Fig. 2 A shows representative photocurrent traces of KR2-R109Q at different extracellular cation conditions (all pHo 10, with 100 mM NaCl, 100 mM KCl, or 100 mM LiCl). The cytoplasm of X. laevis oocytes contains ∼5–10 mM Na+ and 80–140 mM K+ (32). With extracellular 100 mM NaCl, there exists an inward-directed chemical gradient for Na+ and an outward-directed gradient for K+. Therefore, the observed outward currents in Fig. 2 A (left) can be explained by either cation pump activity or passive transport of K+ ions. Further, pronounced bidirectional stationary photocurrents were only observed in presence of extracellular KCl (100 mM in Fig. 2 A, middle). In this case, inward currents can only be explained by passive K+ influx because the proton gradient was outward-directed (high pHo). Additionally, passive proton transport is excluded because the reversal potentials are not affected by the pH gradient (Erev in Fig. 2 B). Nevertheless, the current-voltage relationship for KR2-R109Q (Fig. 2 B) demonstrates that photocurrents are strongly promoted by alkaline pHo, even more pronounced than in KR2-WT (illustrated in Fig. S6 B as the ratio pHo 10/7.5, measured at 100 mM KCl). Lithium ions are also passively transported but with reduced efficiency because these are associated with smaller inward currents, despite the higher Li+ gradient (Fig. 2 A, right).
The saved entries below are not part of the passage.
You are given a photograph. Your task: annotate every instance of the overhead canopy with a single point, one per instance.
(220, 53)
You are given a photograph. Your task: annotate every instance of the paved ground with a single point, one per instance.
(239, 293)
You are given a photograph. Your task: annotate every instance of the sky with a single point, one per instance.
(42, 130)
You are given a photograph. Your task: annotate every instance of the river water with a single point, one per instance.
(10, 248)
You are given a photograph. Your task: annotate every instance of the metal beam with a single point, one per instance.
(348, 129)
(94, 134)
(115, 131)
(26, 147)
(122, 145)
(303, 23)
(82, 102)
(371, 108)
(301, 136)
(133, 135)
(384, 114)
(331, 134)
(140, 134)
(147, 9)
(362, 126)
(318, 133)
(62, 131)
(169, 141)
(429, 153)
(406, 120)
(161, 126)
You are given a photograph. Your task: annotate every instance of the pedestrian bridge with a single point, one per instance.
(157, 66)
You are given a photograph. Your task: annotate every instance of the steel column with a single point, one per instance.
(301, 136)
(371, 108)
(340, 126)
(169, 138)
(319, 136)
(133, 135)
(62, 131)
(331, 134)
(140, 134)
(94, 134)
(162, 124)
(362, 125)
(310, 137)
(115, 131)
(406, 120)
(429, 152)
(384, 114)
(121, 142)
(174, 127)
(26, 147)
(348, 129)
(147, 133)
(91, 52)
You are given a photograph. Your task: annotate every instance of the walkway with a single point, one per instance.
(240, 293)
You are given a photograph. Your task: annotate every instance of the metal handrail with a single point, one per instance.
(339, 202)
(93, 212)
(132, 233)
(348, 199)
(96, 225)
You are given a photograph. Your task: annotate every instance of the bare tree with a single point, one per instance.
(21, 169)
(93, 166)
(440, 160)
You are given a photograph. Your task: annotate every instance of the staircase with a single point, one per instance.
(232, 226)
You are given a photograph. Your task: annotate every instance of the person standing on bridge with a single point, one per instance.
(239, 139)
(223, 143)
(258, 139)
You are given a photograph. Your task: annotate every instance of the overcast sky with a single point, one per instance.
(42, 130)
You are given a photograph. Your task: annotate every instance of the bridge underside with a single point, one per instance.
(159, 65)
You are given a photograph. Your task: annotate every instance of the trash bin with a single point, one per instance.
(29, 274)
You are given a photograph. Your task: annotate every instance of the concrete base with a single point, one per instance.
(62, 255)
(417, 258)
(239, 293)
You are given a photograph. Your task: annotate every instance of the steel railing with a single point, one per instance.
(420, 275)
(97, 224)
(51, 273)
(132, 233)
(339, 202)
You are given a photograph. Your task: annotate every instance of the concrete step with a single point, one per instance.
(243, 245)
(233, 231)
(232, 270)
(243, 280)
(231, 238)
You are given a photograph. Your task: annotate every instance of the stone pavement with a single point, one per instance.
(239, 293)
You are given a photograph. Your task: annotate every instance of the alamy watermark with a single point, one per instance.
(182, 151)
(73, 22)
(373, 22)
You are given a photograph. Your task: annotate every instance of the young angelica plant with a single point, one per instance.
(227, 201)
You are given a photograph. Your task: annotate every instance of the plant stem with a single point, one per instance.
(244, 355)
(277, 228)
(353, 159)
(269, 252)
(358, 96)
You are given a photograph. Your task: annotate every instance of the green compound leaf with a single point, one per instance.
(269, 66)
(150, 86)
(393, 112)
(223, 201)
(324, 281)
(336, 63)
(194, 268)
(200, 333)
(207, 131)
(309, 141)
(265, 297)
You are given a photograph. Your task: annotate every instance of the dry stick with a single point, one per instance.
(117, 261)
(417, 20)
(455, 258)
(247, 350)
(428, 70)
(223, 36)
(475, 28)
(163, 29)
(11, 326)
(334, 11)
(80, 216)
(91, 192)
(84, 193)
We next performed a stepwise reduction of extracellular K+ and observed changes of the reversal potential as expected for a passive K+ conductance (Fig. 2, C and D). The theoretically expected reversal potentials for an ideal passive potassium channel are shown in Fig. 2 D. However, the experimentally recorded reversal potentials (Fig. 2 D) are more positive than the calculated values (Δ15 mV for Ko = 200 mM) indicating either small residual pump activity or a small passive conductance for Na+. As support of small passive Na+ conductance, tiny inward currents were observed in the presence of extracellular Na+ already at pHo 7.5, which disappeared after replacement of NaCl with NMG-Cl, MgCl2, or CaCl2 (Fig. S6, D and E). Contribution of chloride is unlikely because current-voltage relationships are unchanged after replacement of 100 mM NaCl with 100 mM Na-gluconate (Fig. S6 E). Interestingly, we observed that currents were reduced by more than half in a mixture of “50 mM NaCl and 50 mM KCl” compared with “50 mM KCl,” suggesting that Na+ inhibits K+ conductance. Na+ itself is not passively conducted in this mixture of Na+/K+ ions because the reversal potentials remained unaffected (Fig. S6 F).
In addition, replacement of R109 with either alanine or asparagine (KR2-R109A and KR2-R109N, respectively) also resulted in pump leakiness but with reduced photocurrent amplitudes (Figs. S1 C and S6 A). For KR2-R109N in particular, the reversal potentials shifted to more positive values, and an extended passive conductance for Na+ was observed (Fig. S5, F–H). These results indicate that position R109 is not only involved in preventing leakiness but also plays a role in ion selectivity itself.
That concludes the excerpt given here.